Roasted Poblano Meat Loaf
SERVES 6 – 8
To boost sales in the 1950s, Ralston Purina changed the name of its Ralston Shredded cereal to Wheat Chex, a reference to the company's checkerboard logo. Corn Chex both bind and flavor this meat loaf dish from The Breakfast Cereal Gourmet (Andrews McMeel Publishing, 2006).
2 poblano chiles
2 lbs. ground beef
1 small onion, minced
1⁄2 cup shredded manchego cheese
(monterey jack can be substituted)
1 cup chopped fresh cilantro
1 tsp. ground cumin
2 eggs, lightly beaten
2 cups crushed Corn Chex (about 3 1⁄2
Salt and black pepper
Salsa, guacamole, and sour cream
1. Roast chiles under the broiler, turning often until blackened all over.
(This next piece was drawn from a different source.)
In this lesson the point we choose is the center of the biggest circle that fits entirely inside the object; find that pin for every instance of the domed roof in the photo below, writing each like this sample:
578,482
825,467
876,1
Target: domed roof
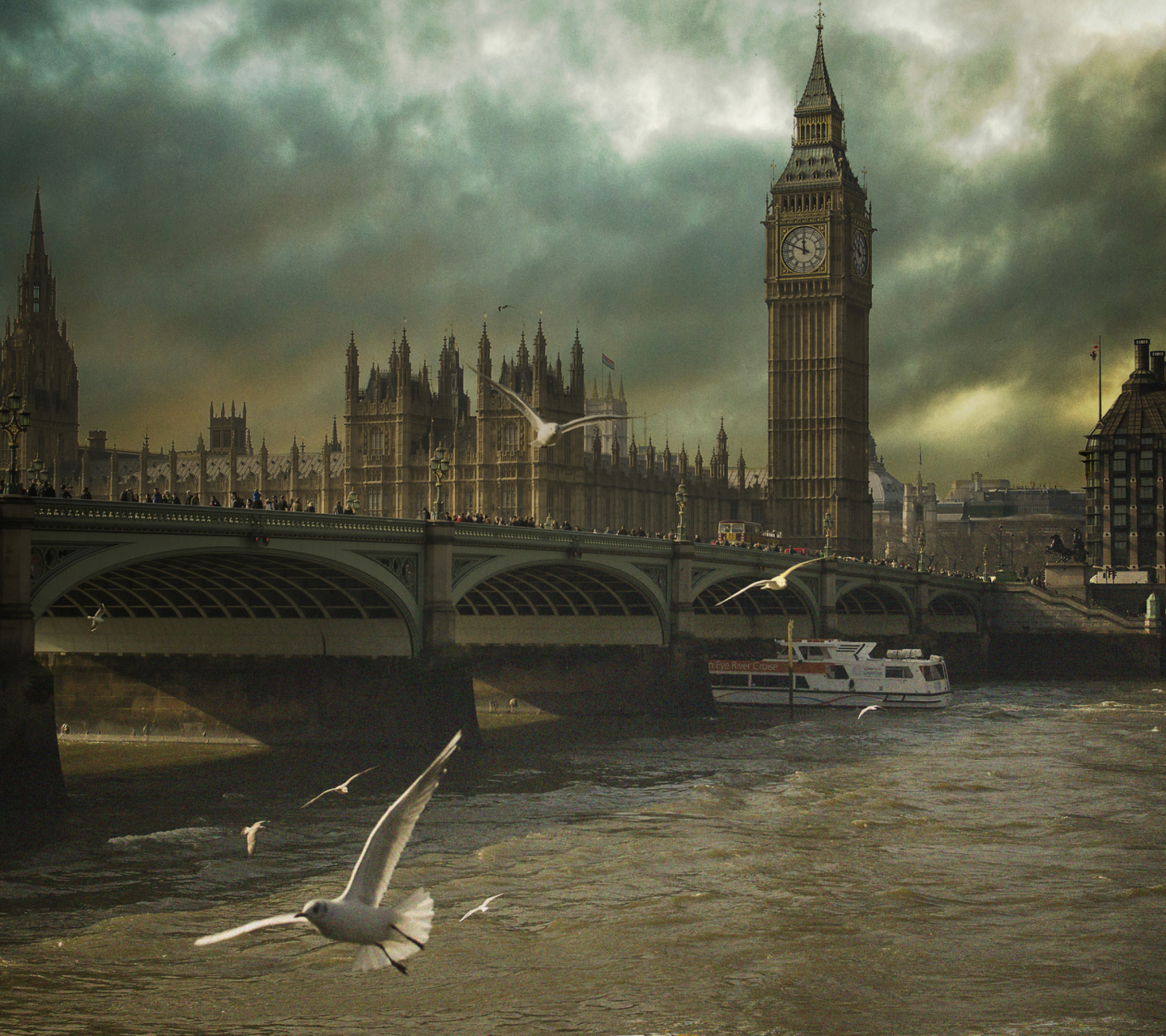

Enclose in paper bag for 10 minutes.
2. Preheat the oven to 350°. Oil a 5" × 9" loaf pan.
3. Wearing latex gloves, rub the charred skin from the chiles. Stem the chiles, then cut into halves and remove the seeds. Dice the chiles finely and place in a large bowl. Add the ground beef, onion, cheese, cilantro, cumin, and eggs. Add the cereal and mix thoroughly. Season to taste with salt and pepper.
4. Pat the mixture into the prepared loaf pan. Bake until an instant-read meat thermometer inserted into the center reads 160°, about 1 hour. Let stand for 10 minutes.
5. Remove the meat loaf from the pan and slice. Serve topped with your favorite salsa, guacamole, or sour cream.